Copper slides from peak as Chinese buying eases

07 May, 2015

Copper and most other industrial metals retreated on Wednesday from recent peaks as copper demand in China faltered and as some investors regarded the sector's strong gains as outpacing supply and demand fundamentals. The index of six base metals traded on the London Metal Exchange had rallied 13 percent from lows in mid-March until Tuesday, when zinc hit its highest price in eight months and copper its strongest since mid-December.
"I do think in general they've moved a bit too far too soon. The sector is overdue a correction," said Stephen Briggs, metals strategist at BNP Paribas in London. Three-month LME copper closed down 1.4 percent at $6,390 a tonne after scaling its highest level since December 15 at $6,481 a tonne in the previous session. Traders said buyers of refined copper in top metals consumer China have reduced spot purchases this week after domestic prices rose and in a slowing economy local demand is not expected to increase strongly in the near term.

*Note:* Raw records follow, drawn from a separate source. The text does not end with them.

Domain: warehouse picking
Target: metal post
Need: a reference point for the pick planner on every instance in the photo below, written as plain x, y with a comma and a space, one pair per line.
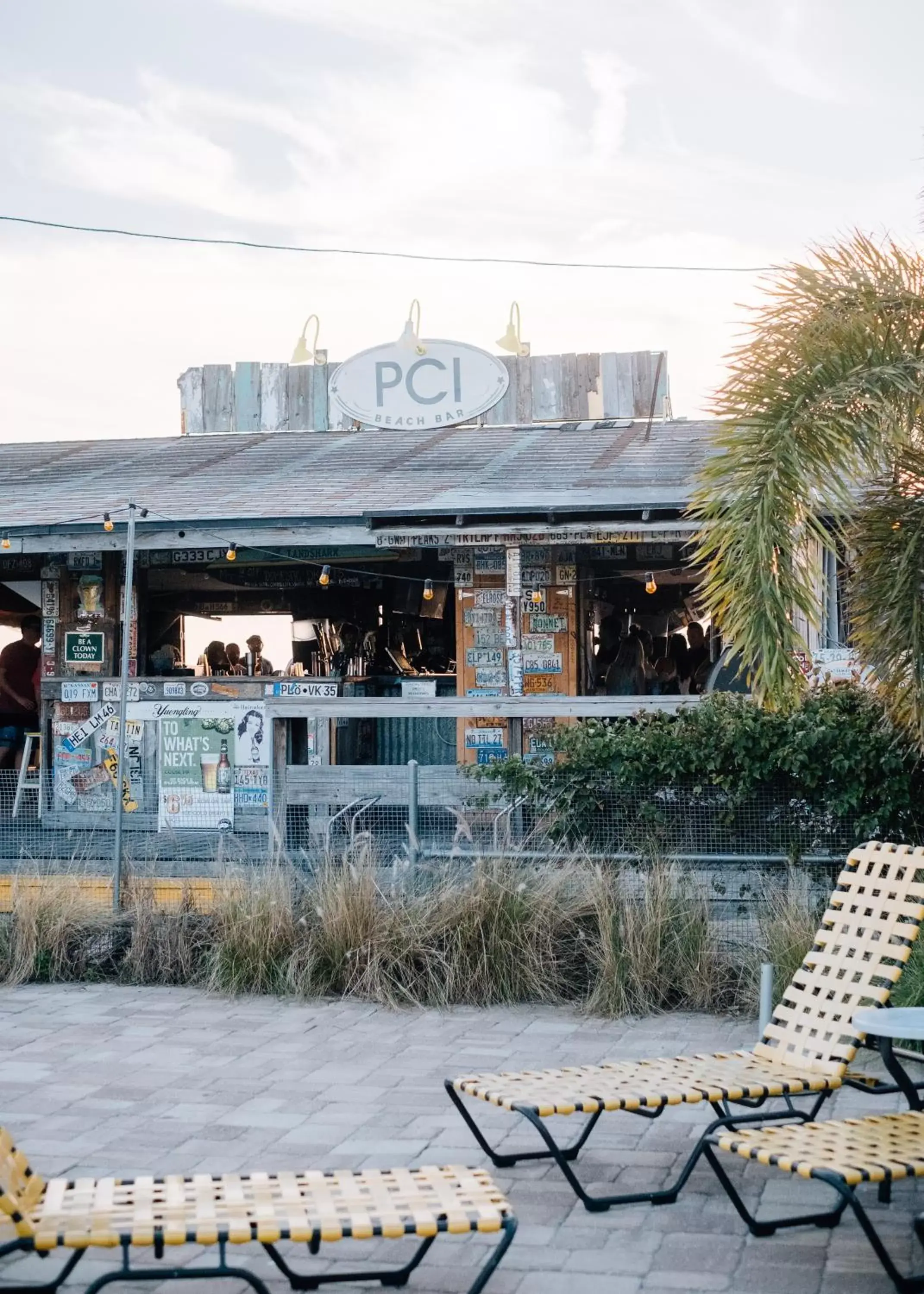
123, 703
767, 996
413, 839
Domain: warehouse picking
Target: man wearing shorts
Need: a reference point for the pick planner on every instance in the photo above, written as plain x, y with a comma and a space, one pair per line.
19, 710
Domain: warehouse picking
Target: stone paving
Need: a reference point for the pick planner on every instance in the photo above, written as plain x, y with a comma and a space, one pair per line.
114, 1081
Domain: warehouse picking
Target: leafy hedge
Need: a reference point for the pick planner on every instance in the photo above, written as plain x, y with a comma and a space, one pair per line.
836, 752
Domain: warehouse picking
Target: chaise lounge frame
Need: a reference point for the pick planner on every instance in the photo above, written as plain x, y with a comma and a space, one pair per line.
842, 1153
864, 942
306, 1208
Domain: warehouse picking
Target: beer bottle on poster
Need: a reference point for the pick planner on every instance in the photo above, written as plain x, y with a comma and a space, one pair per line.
224, 773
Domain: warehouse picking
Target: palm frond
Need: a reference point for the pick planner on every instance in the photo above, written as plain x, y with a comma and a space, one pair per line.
818, 402
887, 590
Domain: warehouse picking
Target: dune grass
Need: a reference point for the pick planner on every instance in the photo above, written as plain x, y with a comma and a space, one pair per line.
614, 940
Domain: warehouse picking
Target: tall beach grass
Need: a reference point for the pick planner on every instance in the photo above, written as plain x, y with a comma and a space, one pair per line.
615, 940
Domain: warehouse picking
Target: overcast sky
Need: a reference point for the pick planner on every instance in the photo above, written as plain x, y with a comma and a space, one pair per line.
680, 131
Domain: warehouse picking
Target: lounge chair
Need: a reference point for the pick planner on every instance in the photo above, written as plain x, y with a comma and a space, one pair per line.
858, 954
306, 1208
845, 1155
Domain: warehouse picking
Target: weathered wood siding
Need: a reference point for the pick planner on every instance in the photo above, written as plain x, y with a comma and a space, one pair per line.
543, 389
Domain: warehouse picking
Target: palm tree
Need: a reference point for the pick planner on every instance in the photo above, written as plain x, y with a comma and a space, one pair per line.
823, 439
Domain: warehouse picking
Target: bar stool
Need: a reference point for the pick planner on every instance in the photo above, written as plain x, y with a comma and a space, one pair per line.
24, 782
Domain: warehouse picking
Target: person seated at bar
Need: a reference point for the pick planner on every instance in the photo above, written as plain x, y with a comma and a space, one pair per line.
647, 649
666, 681
697, 658
218, 659
607, 645
261, 664
679, 653
235, 663
19, 707
625, 677
163, 659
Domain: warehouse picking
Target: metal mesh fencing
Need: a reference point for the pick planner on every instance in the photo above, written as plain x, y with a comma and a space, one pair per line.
424, 813
418, 826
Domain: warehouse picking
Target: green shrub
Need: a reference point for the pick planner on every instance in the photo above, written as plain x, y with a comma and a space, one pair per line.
836, 751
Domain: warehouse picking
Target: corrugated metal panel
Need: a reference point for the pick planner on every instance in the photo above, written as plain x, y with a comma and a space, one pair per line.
425, 741
593, 465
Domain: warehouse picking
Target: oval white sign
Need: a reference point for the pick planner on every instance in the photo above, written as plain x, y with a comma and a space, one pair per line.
393, 386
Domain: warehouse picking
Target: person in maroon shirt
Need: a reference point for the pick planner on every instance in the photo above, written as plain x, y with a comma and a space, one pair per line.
19, 708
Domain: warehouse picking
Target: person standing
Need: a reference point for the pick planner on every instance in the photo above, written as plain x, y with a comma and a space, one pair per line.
19, 704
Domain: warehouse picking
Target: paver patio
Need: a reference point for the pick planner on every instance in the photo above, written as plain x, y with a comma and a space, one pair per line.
104, 1080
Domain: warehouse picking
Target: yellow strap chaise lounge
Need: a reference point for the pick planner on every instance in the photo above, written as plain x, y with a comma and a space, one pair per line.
843, 1153
860, 952
263, 1208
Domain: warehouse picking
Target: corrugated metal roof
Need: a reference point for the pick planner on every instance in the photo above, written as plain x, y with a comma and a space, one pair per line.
343, 475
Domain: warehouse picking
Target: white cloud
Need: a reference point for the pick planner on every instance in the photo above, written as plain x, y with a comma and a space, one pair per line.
777, 56
477, 129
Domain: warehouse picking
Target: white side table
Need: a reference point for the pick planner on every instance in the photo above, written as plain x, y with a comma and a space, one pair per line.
883, 1025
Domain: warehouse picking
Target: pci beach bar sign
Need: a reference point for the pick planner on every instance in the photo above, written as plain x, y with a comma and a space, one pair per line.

"I'm still in the camp that says copper's in surplus this year ... I would expect to see copper back down to $6,000 at some point if not below, but whether or not this is the start of a correction is impossible to tell," Briggs said. More losses were likely due to signals based on chart patterns, analyst Edward Meir at broker INTL FCStone said in a note.
"The case for further selling over the near term also looks likely technically in view of the fact that four of the six base metals we follow (copper, aluminium, zinc and lead) are now in extremely overbought territory." Aluminium failed to trade in closing rings and was last bid down 2.7 percent at $1,921 a tonne after touching a near five-month peak on Tuesday.
Tin was the only metal to stay in positive territory after data showed refined tin shipments from top exporter Indonesia fell 27 percent in April from a month ago, the lowest since November. LME tin, also untraded in rings, was last bid up 0.3 percent at $16,150 a tonne. "Things are looking a bit better for tin. The data shows that Indonesian exports really are coming down and LME stocks are very low," said Briggs. Zinc shed 1.3 percent to end at $2,368 a tonne while nickel dropped 2.3 percent to $13,975 and lead, untraded in rings, was bid down 3.6 percent at $2,082.